Shobha had given birth to another baby boy. Normal, nothing out of the ordinary, healthy. Even though she was fifty Shobha didn’t have any trouble in labor. The delivery was without incident. Chandrakant couldn’t believe it when he was sitting outside in the waiting room and the nurse told him the news and asked for baksheesh. Maybe Auliya or Balaji had heard their prayers.
He then choked up a little bit. ‘We decided a name right away. Amar — Amarkant. The invincible. Shobha is out of her mind with joy. Suri hasn’t left his side for a second. You absolutely have to come and see the baby. Shobha’s dying to see you. The day after Amar was born Gulshan Arora gave me fifty thousand to set aside for buying our own place, and I’ve talked to a bank about getting two hundred thousand as a loan. Maybe by next month we’ll be able to move to the Janta Flats in Ashok Vihar.
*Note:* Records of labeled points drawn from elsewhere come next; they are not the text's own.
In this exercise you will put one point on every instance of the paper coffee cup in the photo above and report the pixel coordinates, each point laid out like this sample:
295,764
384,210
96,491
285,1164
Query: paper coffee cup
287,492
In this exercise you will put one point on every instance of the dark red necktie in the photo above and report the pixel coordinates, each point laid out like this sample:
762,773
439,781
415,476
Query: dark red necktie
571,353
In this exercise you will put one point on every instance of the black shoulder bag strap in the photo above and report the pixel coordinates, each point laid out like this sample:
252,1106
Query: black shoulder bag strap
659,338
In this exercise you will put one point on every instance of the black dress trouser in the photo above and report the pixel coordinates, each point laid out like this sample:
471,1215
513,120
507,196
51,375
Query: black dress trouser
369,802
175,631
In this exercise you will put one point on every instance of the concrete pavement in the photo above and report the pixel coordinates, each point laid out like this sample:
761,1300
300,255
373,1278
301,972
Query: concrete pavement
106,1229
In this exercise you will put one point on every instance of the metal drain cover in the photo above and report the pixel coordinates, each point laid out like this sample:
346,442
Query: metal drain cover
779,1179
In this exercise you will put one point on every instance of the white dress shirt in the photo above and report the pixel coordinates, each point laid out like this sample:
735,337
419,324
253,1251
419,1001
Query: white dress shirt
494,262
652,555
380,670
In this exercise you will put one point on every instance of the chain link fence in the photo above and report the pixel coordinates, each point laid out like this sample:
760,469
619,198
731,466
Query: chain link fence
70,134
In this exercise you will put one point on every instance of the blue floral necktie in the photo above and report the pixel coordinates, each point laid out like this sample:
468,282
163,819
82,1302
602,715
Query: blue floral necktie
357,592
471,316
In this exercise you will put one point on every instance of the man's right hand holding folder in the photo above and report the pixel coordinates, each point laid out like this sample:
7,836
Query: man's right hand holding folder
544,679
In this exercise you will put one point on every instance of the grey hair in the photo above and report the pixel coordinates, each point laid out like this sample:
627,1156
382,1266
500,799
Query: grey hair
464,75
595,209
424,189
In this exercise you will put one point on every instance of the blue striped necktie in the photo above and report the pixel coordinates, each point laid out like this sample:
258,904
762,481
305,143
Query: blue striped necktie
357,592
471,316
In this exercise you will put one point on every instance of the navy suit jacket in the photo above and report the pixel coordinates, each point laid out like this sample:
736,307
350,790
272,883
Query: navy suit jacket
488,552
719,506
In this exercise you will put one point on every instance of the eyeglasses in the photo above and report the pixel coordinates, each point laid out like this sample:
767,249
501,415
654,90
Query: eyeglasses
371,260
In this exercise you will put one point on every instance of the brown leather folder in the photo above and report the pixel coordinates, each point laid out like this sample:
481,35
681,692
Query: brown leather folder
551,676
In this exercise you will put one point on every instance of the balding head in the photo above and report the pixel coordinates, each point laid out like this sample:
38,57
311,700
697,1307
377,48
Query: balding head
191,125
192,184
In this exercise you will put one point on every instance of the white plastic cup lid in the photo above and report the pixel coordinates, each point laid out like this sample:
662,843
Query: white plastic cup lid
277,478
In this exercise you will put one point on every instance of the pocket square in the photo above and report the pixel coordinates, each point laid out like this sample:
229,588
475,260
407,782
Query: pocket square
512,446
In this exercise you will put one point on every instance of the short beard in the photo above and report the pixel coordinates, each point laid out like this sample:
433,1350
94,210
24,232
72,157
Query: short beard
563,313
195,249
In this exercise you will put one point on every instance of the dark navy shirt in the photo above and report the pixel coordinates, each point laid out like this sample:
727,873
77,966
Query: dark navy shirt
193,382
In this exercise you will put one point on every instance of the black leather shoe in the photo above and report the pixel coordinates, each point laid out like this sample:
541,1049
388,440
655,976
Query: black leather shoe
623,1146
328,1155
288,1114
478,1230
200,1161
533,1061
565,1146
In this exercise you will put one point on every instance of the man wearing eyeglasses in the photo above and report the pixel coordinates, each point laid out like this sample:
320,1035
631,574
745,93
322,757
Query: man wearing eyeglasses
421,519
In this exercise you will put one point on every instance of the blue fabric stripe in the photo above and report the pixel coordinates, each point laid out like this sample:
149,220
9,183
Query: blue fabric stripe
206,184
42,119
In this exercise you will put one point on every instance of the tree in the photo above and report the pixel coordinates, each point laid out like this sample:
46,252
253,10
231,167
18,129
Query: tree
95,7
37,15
I was stunned by this miracle of nature. By now Shobha was pushing fifty. Kids? At her age? Chandrakant kept talking over the phone. ‘We won’t be able to relax until you’ve come. Shobha insists and insists. Remember the first time we met and I was singing those abhang songs? Vithal had sent you, and everything changed once you came into our lives. Suryakant was also born after we met. I must have done terrible things in my last life that he’s paying the price to free me from. Shobha says that if you don’t come, Amarkant won’t turn out right, either. So get here as soon as you can!’
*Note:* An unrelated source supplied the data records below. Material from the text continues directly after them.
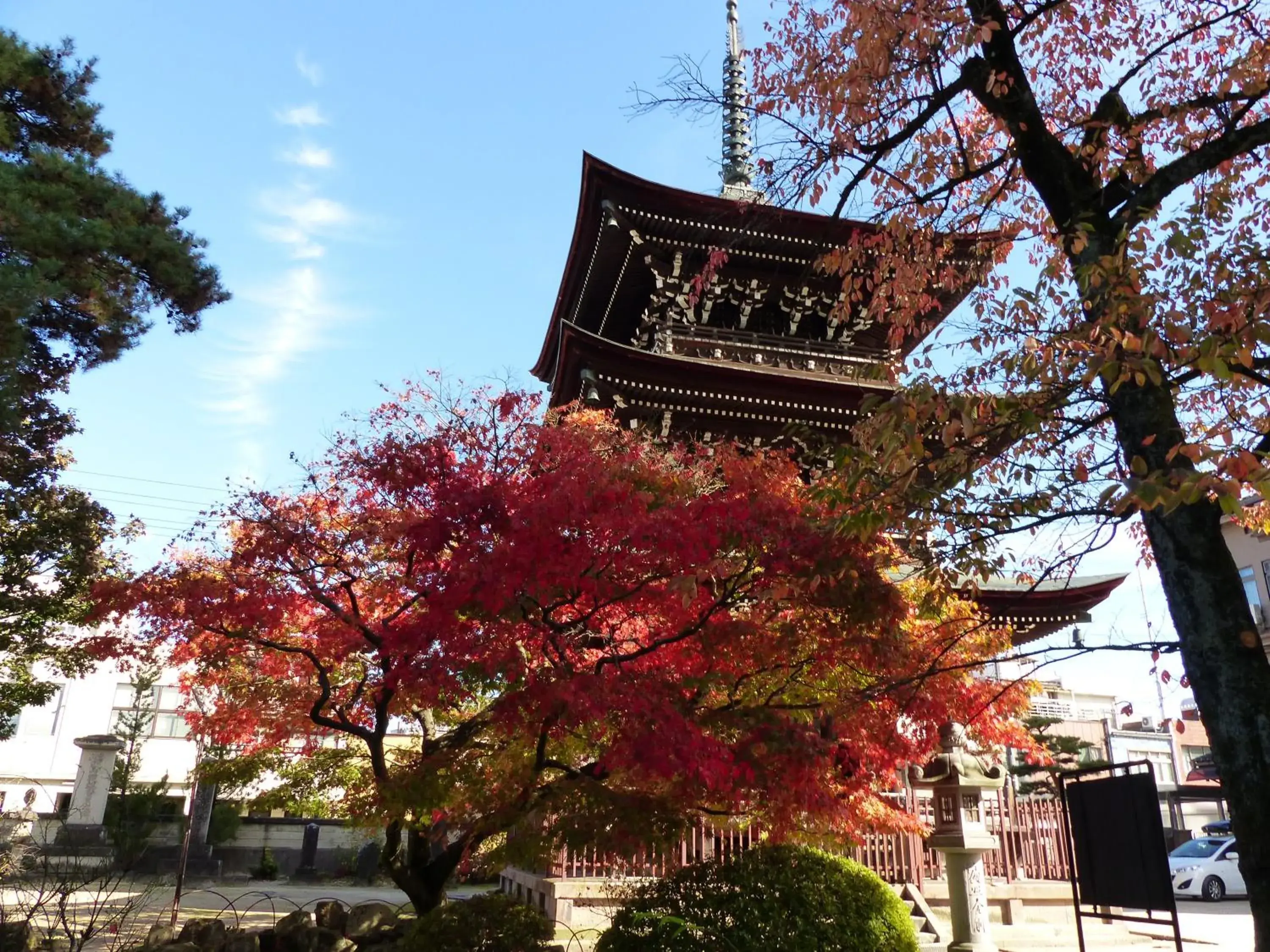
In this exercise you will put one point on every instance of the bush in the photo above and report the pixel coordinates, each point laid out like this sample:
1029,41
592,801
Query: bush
268,867
487,923
773,899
Those were my toughest days, as tough as writers’ lives often are. Days filled with panic, a feeling that everything was slipping away; nothing was stable, only stress after stress. I had no work at all, nothing saved for the future, no pension. Delhi was changing at an unbelievable pace. Every day new products would appear everywhere that no one could have ever dreamed of. The twentieth century had passed, and the new one was before us. And the dawns of the new one were unlike the dawns before. Only recently one of the greatest Hindi writers died in the Sharda mental hospital, mad and broke. A poet disappeared from home without a trace, and another had taken his own life. There was no place left for writers like me who wrote in this Hindi language. It was now an age of riches, power, violence, criminality, and looting, and it wasn’t any less frightening than the worst nightmare you could imagine. Labour had no more value, and capital was no longer tied to labour — it was now totally free, untethered. My life was reduced to the struggle of how to get by. People like Chandrakant and me were more-or-less given a swift kick in the pants by society, who had no use for them under current circumstances.